Sept 13 - The potential merger of EADS and BAE Systems, Europe’s two largest aerospace and defence companies, is likely to be rating positive, Fitch Ratings says. This is because of the expected improvement in the combined entity’s business profile and unlikelihood of deviation from the conservative financial strategies of both existing companies. But the transaction faces numerous and significant obstacles in the coming months, which may result in watering down of the deal and its desired benefits.
The tie-up between the two companies, both rated ‘BBB+', has sound industrial logic. A combined EADS/BAE would not only be the largest A&D company worldwide by revenue, but would also have an almost even split between commercial and defence activities, mitigating the cyclicality of the former and the present pressures faced by the latter.
The combined group could also benefit from cost synergies (notwithstanding short-term integration issues), improved pricing power and a reduced FX mismatch resulting from BAE’s large US dollar footprint.
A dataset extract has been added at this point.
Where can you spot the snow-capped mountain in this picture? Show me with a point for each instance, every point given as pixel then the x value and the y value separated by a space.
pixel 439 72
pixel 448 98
The overall financial profile of the combined entity may also prove beneficial for the rating, in light of the historically conservative capital structures of both BAE and EADS.
However, with so many stakeholders with conflicting interests involved at both companies, the final outcome may not be the emergence of a pan-European A&D giant to rival Boeing within the sector. The companies will require the approval of regulatory bodies in key customer countries like France, Germany, the UK, US and Saudi Arabia. Considering the complexity and security sensitivity of some defence contracts, this may prove to be a long and arduous process, potentially involving the ring-fencing or outright sale of some assets.
Shareholder approval may also be hard to obtain because this will sometimes involve governments that are also defence customers of the two companies. EADS’s share register is dominated by the French and German governments, each of which control 22.5% of the company, while the UK government has a golden share in BAE Systems - which was put in place precisely to influence key strategic decisions like the merger under consideration.
Further potential distractions resulting from trade union actions may create an additional challenge to the successful and timely closing of the transaction.